La Constitution est un texte fondamental qui organise les pouvoirs et garantit des droits. Tu en as forcément entendu parler, même vaguement.
La hiérarchie des normes : l'idée clé
Toutes les règles n'ont pas la même importance. Certaines sont au-dessus des autres. On appelle hiérarchie des normes ce classement vertical, comme une pyramide. En haut, la norme suprême : la Constitution. En bas, les règles les plus locales, comme les arrêtés municipaux.
Principe : une règle inférieure doit toujours respecter la règle supérieure. Si elle la contredit, elle est invalide.
La Constitution, pilier de la République
En France, la Constitution en vigueur est celle de la Ve République, adoptée par référendum le 4 octobre 1958. Elle définit :
l'organisation des pouvoirs (Président, Gouvernement, Parlement, justice) ;
les droits et libertés fondamentaux (liberté d'expression, égalité, etc.).
C'est la norme suprême : aucune loi, aucun traité ne peut la contredire. Pour vérifier, un organe veille au grain : le Conseil constitutionnel.
À toi de jouer
1. Complète la phrase suivante : La hiérarchie des normes place au sommet la □, c'est-à-dire la norme suprême.
Corrigé
Complète la phrase suivante : La hiérarchie des normes place au sommet la Constitution, c'est-à-dire la norme suprême.
2. La Constitution actuelle de la France est celle de la □ République, adoptée en □.
Corrigé
La Constitution actuelle de la France est celle de la Ve République, adoptée en 1958.
3. Pour garantir que les lois respectent la Constitution, il existe le □.
Corrigé
Pour garantir que les lois respectent la Constitution, il existe le Conseil constitutionnel.
Ah, la hiérarchie des normes... Tu en as entendu parler, mais c'est un peu flou ? On va remettre de l'ordre dans tout ça, et avec une méthode claire, tu vas voir, ce sera limpide.
La pyramide des normes (schéma)
Voici les quatre grands niveaux de la hiérarchie des normes en France :
Méthode pour vérifier la conformité d'une règle
Pour savoir si une norme (par exemple un arrêté) est valide, demande-toi :
Quelle est la norme de niveau supérieur ? (la loi, ou éventuellement un traité.)
Compare le contenu : l'arrêté dit-il le contraire de la loi ? Si oui, il n'est pas conforme.
Si plusieurs normes s'emboîtent, vérifie chaque marche de la pyramide.
Retiens : une norme inférieure ne peut jamais contredire une norme supérieure.
À toi de jouer
1. Classe ces normes de la plus élevée à la moins élevée en complétant les trous : □ > □ > □ > □ (choisis parmi : Constitution, Traités internationaux, Loi, Règlements).
Corrigé
Constitution > Traités internationaux > Loi > Règlements
2. Un arrêté municipal interdit de rouler à vélo le dimanche. Or une loi nationale autorise la circulation à vélo tous les jours.

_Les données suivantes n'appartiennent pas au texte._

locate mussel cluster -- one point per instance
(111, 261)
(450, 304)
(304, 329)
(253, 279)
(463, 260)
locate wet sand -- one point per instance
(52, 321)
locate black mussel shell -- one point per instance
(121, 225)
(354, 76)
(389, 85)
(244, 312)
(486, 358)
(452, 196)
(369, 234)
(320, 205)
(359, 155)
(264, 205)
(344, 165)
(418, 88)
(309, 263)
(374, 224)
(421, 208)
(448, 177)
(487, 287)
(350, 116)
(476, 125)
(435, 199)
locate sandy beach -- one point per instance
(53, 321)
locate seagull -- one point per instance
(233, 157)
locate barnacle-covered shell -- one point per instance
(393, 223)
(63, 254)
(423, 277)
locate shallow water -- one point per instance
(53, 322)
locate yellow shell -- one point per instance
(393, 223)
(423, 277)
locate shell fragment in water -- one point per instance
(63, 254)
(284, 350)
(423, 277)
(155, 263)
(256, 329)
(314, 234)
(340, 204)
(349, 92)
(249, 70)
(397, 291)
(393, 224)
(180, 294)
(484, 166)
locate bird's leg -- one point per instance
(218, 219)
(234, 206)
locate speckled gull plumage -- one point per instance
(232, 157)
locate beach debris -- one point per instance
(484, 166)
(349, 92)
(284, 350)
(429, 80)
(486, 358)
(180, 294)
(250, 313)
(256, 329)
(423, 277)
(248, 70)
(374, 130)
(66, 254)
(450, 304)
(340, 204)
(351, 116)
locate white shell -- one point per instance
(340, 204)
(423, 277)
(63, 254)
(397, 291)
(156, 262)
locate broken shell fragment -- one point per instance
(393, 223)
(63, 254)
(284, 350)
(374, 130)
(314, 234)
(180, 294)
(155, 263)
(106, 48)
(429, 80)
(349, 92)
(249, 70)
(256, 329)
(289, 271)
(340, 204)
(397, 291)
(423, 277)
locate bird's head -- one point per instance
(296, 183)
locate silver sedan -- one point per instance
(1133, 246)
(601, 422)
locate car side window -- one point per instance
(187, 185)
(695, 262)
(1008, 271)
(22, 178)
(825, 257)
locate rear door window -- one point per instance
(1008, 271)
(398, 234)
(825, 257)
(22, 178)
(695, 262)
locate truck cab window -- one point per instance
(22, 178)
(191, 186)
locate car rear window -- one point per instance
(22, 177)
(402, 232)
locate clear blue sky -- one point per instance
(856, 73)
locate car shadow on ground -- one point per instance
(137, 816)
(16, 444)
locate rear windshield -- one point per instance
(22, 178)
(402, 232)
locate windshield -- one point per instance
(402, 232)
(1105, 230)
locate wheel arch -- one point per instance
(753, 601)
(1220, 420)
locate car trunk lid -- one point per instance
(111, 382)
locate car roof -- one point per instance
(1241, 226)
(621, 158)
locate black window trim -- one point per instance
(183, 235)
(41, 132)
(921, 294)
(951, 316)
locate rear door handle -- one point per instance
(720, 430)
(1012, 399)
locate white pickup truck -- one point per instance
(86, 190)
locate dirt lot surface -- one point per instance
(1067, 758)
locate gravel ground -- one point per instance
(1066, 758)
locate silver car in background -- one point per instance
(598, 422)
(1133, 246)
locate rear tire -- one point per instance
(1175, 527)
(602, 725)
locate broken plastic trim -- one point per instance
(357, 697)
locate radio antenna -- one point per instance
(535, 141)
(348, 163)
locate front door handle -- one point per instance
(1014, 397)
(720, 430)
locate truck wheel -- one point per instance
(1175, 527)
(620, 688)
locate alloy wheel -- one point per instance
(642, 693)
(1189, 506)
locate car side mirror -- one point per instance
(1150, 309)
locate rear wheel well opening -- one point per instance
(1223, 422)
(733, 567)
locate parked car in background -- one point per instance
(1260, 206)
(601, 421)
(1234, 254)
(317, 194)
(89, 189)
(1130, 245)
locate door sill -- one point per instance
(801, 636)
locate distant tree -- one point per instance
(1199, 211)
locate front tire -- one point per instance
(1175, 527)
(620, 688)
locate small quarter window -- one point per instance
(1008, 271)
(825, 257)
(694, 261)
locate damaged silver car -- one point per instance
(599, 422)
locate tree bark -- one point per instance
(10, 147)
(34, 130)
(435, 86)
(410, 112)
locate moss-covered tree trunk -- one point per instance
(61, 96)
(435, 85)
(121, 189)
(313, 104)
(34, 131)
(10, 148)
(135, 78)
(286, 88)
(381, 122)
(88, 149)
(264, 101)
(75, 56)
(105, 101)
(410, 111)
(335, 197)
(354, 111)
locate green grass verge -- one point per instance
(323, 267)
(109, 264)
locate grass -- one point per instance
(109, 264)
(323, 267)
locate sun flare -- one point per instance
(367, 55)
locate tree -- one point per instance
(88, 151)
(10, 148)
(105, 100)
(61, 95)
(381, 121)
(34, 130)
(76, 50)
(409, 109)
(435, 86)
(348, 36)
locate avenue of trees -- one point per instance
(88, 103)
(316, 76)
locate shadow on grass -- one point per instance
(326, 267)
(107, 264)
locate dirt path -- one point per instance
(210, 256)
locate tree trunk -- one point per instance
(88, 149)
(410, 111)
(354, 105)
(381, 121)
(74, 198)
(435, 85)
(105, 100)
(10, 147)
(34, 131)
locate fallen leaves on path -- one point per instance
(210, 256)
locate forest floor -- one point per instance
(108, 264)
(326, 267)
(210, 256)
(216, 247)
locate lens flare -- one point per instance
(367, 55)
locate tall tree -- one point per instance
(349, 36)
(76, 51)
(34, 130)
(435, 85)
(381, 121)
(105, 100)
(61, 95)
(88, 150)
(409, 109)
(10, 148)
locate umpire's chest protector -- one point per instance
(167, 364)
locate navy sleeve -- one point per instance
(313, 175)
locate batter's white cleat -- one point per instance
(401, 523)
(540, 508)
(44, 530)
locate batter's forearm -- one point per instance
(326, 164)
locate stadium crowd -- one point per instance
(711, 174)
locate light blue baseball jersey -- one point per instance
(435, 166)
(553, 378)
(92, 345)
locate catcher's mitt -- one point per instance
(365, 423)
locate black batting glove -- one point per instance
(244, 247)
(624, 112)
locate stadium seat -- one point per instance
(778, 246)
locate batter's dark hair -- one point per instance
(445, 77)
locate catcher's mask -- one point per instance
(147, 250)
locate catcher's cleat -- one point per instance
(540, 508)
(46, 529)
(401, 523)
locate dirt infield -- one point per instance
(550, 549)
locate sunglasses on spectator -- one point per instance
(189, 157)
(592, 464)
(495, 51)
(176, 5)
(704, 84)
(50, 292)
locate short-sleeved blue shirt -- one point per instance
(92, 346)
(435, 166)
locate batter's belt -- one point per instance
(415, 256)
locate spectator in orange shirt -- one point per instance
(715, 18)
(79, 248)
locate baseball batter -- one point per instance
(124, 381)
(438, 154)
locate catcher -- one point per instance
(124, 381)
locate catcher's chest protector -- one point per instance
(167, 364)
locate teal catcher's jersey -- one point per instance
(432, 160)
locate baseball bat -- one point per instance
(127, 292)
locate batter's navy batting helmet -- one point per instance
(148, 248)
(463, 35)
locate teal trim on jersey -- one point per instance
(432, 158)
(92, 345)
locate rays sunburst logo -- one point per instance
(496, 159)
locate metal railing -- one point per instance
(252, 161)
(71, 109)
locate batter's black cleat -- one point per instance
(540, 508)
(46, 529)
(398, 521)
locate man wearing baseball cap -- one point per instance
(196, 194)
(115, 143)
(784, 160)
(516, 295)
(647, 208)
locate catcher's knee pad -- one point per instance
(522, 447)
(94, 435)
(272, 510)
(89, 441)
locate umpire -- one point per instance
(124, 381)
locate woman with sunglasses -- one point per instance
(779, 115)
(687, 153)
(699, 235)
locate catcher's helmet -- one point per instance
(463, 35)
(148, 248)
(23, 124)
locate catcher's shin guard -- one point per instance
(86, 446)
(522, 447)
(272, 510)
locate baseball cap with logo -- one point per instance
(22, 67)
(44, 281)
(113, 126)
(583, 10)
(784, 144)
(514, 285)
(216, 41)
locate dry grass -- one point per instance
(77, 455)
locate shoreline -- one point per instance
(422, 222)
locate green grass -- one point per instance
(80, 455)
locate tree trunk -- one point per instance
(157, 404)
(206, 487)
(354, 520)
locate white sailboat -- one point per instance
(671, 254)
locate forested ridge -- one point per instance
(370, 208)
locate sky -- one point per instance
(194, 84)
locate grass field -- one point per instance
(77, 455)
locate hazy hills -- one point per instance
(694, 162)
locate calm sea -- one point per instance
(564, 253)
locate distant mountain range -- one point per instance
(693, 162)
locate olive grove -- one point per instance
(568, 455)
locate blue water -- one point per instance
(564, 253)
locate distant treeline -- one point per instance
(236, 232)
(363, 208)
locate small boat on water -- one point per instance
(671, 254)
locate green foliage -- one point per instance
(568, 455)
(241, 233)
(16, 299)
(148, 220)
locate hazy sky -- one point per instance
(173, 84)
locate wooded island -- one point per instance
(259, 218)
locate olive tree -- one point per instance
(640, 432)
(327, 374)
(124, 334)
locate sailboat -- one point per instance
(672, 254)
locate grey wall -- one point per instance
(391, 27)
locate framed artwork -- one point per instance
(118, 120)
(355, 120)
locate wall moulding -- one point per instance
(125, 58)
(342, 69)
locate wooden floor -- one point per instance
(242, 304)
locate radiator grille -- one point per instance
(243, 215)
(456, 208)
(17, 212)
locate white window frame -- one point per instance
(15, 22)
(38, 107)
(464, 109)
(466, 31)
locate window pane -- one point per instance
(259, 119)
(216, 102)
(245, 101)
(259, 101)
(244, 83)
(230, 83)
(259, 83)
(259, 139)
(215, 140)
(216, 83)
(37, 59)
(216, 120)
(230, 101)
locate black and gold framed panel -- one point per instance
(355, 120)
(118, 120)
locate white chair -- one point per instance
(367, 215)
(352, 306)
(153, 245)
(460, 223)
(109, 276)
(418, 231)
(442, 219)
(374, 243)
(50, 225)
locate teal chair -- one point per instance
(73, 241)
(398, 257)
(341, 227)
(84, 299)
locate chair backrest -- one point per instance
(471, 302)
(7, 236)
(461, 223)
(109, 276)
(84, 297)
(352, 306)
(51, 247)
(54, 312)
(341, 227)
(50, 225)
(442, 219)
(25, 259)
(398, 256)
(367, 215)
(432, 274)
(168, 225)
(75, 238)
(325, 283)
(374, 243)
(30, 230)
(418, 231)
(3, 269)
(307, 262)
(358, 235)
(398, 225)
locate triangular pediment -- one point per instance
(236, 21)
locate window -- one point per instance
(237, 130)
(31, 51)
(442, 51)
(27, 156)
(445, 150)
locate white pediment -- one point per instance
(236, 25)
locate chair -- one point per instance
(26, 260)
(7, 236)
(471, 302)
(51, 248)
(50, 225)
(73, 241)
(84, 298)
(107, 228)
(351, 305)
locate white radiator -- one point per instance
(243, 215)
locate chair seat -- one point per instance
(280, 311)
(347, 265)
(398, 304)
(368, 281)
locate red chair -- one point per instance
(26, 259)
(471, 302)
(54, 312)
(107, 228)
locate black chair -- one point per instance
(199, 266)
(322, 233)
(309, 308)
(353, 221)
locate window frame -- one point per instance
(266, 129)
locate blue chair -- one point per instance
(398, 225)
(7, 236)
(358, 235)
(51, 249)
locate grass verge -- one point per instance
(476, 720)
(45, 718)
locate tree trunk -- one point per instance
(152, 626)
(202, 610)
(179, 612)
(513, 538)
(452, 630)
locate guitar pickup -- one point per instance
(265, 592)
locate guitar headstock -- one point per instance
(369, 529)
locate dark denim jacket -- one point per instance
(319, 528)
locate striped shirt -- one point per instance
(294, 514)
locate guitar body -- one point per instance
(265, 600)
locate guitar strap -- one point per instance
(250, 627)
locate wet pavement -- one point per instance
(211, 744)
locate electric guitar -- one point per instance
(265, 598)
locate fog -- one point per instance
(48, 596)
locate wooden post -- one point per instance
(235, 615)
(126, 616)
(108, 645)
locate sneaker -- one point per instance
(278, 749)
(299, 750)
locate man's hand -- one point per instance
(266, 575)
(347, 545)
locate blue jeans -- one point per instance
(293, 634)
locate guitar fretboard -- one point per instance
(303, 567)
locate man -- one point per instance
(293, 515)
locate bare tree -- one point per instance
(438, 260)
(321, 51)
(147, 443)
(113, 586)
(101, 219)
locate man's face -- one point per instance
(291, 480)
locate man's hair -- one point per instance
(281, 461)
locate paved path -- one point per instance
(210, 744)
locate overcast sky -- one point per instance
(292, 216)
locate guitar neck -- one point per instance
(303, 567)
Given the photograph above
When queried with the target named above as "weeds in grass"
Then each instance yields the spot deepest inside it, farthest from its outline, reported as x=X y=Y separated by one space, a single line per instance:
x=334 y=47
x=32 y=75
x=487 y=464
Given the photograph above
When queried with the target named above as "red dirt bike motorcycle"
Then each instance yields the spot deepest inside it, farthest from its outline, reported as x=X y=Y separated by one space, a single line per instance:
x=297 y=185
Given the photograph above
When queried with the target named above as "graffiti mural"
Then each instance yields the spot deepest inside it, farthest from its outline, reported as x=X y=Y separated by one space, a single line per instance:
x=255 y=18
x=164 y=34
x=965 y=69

L'arrêté est-il conforme ? Complète : Non, car un arrêté doit respecter la □, qui lui est □.
Corrigé
Non, car un arrêté doit respecter la loi, qui lui est supérieure.
3. La Déclaration des droits de l'homme et du citoyen de 1789 fait partie du bloc de constitutionnalité. Où se situe-t-elle dans la hiérarchie ? Complète : Elle se situe au niveau de la □, donc au □ de la hiérarchie.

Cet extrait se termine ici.